It is essential to take quick action and call an ambulance if you suspect someone is having a stroke.
If you have any questions that are NOT a medical emergency, you can ask a Webdoctor GP.
Think FAST with these 4 steps if you suspect a stroke
Face: One side of the mouth may be drooping or weak.
Arm: Have the person try to lift both of their arms. In the event of a stroke, there may be weakness on one side of the arm (or leg).
Speech: Note whether the person’s speech is normal and understandable.
Time: Any of the above symptoms are indicators of a stroke, and it is essential to act quickly by calling 112 or 999.
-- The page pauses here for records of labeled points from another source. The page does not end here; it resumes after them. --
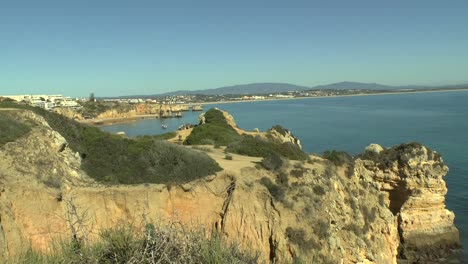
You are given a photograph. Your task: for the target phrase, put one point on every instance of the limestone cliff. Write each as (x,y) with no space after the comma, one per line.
(411,177)
(389,207)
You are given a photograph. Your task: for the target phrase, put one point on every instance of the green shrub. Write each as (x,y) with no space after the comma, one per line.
(53,182)
(112,159)
(276,191)
(272,162)
(283,131)
(11,129)
(283,178)
(204,149)
(319,190)
(215,128)
(338,158)
(165,136)
(152,245)
(258,147)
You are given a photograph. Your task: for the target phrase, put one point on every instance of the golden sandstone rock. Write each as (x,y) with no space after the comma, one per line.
(389,208)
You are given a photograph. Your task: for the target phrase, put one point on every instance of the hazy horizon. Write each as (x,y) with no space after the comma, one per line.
(115,48)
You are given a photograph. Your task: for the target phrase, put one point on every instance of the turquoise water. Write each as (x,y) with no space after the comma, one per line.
(438,120)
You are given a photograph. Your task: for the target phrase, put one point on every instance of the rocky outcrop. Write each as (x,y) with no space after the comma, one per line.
(391,208)
(411,177)
(283,135)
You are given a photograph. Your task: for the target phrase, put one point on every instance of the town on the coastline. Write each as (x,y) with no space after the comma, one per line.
(172,105)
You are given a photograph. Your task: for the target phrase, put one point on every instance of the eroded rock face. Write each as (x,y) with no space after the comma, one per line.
(411,176)
(392,207)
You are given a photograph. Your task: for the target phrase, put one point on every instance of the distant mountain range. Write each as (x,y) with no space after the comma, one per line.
(267,88)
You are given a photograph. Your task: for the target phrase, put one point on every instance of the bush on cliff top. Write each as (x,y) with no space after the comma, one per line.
(152,245)
(258,147)
(216,129)
(112,159)
(10,129)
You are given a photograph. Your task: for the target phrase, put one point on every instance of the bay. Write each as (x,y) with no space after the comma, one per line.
(438,120)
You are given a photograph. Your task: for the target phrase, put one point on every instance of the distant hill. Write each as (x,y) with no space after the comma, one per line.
(252,88)
(266,88)
(354,86)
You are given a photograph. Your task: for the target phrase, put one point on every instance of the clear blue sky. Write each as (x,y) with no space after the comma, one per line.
(113,47)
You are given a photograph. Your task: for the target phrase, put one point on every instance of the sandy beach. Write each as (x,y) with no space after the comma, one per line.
(332,96)
(129,119)
(116,120)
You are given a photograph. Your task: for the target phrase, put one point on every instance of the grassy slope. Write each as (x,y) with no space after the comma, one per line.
(217,130)
(113,159)
(10,129)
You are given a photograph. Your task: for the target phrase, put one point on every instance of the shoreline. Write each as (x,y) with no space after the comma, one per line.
(333,96)
(125,120)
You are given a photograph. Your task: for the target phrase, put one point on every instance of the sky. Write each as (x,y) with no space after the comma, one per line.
(114,47)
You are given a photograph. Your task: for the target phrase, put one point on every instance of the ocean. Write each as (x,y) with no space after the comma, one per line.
(438,120)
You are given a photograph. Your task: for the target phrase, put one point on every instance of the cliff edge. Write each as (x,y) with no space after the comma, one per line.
(385,206)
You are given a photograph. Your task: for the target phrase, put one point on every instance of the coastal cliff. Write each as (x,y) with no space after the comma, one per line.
(122,111)
(386,206)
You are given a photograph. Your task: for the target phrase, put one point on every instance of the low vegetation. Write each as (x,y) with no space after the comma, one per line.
(10,129)
(339,158)
(151,245)
(164,136)
(215,128)
(94,109)
(258,147)
(217,131)
(388,156)
(113,159)
(276,191)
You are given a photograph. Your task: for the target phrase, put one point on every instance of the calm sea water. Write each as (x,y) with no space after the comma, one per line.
(438,120)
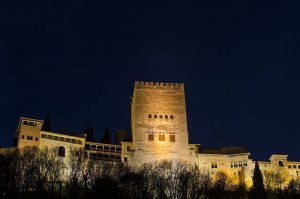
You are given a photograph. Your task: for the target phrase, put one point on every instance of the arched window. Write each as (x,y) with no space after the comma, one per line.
(280,163)
(61,151)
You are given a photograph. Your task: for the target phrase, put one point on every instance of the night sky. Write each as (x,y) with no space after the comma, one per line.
(76,61)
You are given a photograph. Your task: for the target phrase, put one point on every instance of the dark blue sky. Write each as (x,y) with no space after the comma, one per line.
(77,61)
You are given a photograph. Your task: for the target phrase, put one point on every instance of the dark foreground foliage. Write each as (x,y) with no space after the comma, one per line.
(32,173)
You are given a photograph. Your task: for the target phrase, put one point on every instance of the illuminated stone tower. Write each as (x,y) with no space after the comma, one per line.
(159,123)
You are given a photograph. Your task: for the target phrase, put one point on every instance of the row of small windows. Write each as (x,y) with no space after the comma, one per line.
(161,137)
(61,139)
(235,165)
(30,137)
(102,148)
(161,116)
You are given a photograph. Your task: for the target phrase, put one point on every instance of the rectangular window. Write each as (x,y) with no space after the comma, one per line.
(172,138)
(78,142)
(161,137)
(29,138)
(150,137)
(214,165)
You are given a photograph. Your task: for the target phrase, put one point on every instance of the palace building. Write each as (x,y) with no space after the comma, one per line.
(159,132)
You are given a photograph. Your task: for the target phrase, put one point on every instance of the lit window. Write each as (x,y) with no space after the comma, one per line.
(29,138)
(150,137)
(161,137)
(280,163)
(78,142)
(172,138)
(61,151)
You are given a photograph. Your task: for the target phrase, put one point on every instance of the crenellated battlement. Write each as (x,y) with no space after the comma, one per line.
(158,85)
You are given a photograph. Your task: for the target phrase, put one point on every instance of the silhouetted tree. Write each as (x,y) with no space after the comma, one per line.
(47,124)
(258,190)
(106,137)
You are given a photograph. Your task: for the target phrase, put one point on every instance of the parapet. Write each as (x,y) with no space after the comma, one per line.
(158,85)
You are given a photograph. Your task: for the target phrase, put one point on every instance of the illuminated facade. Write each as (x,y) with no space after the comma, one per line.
(159,132)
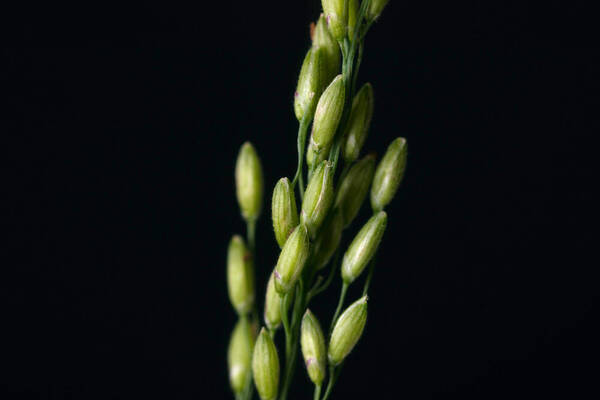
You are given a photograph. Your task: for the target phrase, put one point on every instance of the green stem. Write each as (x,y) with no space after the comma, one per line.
(286,323)
(251,235)
(251,238)
(339,307)
(290,361)
(317,392)
(368,281)
(332,378)
(302,129)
These 6 symptoms may also indicate a stroke
FAST is an easy way to remember major symptoms of stroke, but there can be other symptoms as well. These may include:
- Onset of dizziness, vertigo, or balance disorder
- Mental confusion
- Blurred vision or loss of vision
- Difficulty swallowing
- Severe headache
Stroke Risk Factors
The following behaviours or medical conditions may increase your risk of having a stroke:
- High blood pressure or hypertension
- Diabetes, especially if not under control
- Sedentary lifestyle
- High cholesterol
- High alcohol consumption
- Atrial fibrillation (an irregular, often rapid heart rate that can cause poor blood flow)
‘Mini Stroke’ or TIA
TIA stands for Transient Ischaemic Attack and is also known as a ‘mini stroke’. This occurs when a blood vessel in the brain is blocked, but it is able to clear on its own. Symptoms are similar to a stroke, and if someone experiences TIA, he or she might also be at high risk of a stroke. Immediate medical assessment is essential.